Well, it's come at last, or at least it's in the process of coming: the IRA has at last declared what has been pretty obvious for a while: that the armed campaign is over (the full statement is here: hat-tip Slugger). Which really means that the environment has changed so profoundly, post McCartney and electoral competition in the South, that the IRA has stopped being Sinn Féin's lever for better deals and has become something of an albatross.

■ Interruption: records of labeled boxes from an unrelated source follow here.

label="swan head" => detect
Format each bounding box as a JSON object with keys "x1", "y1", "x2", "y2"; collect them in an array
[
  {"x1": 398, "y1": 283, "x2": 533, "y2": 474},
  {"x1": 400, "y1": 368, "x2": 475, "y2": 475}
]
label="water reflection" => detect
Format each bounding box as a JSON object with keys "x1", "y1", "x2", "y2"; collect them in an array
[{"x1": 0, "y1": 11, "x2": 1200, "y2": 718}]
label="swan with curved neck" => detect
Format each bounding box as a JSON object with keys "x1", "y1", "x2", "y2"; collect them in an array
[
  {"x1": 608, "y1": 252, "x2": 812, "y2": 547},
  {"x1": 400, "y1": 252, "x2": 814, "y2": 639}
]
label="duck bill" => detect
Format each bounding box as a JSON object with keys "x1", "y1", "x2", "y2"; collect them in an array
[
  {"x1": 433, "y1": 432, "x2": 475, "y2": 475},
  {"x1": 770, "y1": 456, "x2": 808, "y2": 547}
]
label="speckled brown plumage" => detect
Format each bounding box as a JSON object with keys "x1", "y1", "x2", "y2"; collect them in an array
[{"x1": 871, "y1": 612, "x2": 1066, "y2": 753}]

Reactions to the news will of course be very different (no matter what the taciturn General de Chastelain will say). That's no surprise. I think many people here have consistently underestimated the gulf between both main communities in terms of what they think drove the Troubles. Colin Irwin, in a 2001 edition of the Global Review of Ethnic Politics, published an article on opinion polls in NI, which included (on page 69) this interesting table:
Very interesting, I think. Catholics, it seems, are more likely to believe that the Troubles were driven by social factors whereas Protestants are more likely to believe that they were driven by security factors. You want to get to grips with why decommissioning is such an important thing for Unionists? Well that's why. The Agreement has never delivered security for them because it never delivered decommissioning. We should not underestimate the degree to which such things matter.
SF has been very successful at shifting the post-GFA situation towards reassuring the Catholic community on the issues that they see as having driven the Troubles, but the Protestants have been left high and dry. Which is why today is important.
Important, that is, if Unionists come to believe that it's really true.